Saturday, March 16, 2019

Blowing in the Background





I have to leave today.  Certainly, I don’t want to.  A folded pair of pants, two folded shirts are over on the stool, by the door.  It’s an eight-thirty flight, this evening so I won’t be late until I’m late.  Digging early Stanley Turrentine today.  Not quite sure how I got on to Stan the Man, but I think I heard him blowing in the back ground on the album of someone else I was listening to and took a look into all that he’d done.  My first love of his was his playing on Duke Pearson’s “The Right Touch” where his distinctive flutter flourish up the scale, couldn’t sound any better.m  These days, I’ve learned like the rest of the populace, how to check into Air China on line so I know I will have a window sear this evening. 

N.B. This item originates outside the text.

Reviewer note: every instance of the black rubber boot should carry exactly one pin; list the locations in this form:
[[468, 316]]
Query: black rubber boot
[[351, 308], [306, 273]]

Landing in Fuzhou my first impression is to consider just how far I am from the hotel.  The fare DiDi spits back is so high I wonder if I’ve landed in the right city or if the hotel I’ve entered is in the wrong town.  Check the email receipt.  Consider the coastal location.  Consider the city and order myself this car into town  It’s wet outside and the weather is biting cold.  Not unlike the day I spent in Shanghai, the week before, the south wasn’t anywhere near as warm as I thought it might be.



I can’t see anything but shadows of buildings and bridges along this airport road into the city.  We go through a tunnel and the rain stops, the drizzle strikes the windshield again.  I ask my driver and no, they don’t speak MinBei Hua here.  Nor do they speak MinNan Hua, which I knew.  There is a third dialect:  MinDong Hua (and one can only imagine that somewhere out there there must be some people running around speaking MinXi Hua as well.)

The “Minjiang Westin Hotel does what it is supposed to do: I feel like I’ve reached some place I already know.  The ceilings are fifty feet high.  The painting up behind the pleasant, effeminate young man who checks me in is an areal view of the famed, local Tulous, or round houses, that are communal, circular constructions common in some villages near here.  And one thinks about Ike and Dicky in fifties during the Quemoy, Matsu Island crisis when America almost went to war with China over these two uninhabited islands not far from here.  Apparently U.S. satellites had a view down into the Tulou's and determined that they could only be missal silos.  Any excuse to find nails for our hammer.



Up in my room, I enter and walk fifteen feet in before the lights go out.  Carefully, I retrace my steps, muttering.  The card they have in the electric station is where it is supposed to be and I shove it in once and twice.  Returning I half expect the lights to go off once again.   I unpack my stuffed bag, lay out my things and find a hanger for my shirt,  I had bought two cans of beer.  One I drank on the plane.  I consider having the other one now, but it's late and I don’t really want it.  The room is essentially the same as any other Westin I’ve ever been in.  Outside, the twenty-second floor has a view down towards the river, though it is obscured by other tall buildings, some still being built.  And, as always, one marvels for a second at just how this and all the other fifty major cities across the country were built out this way, in the last few years.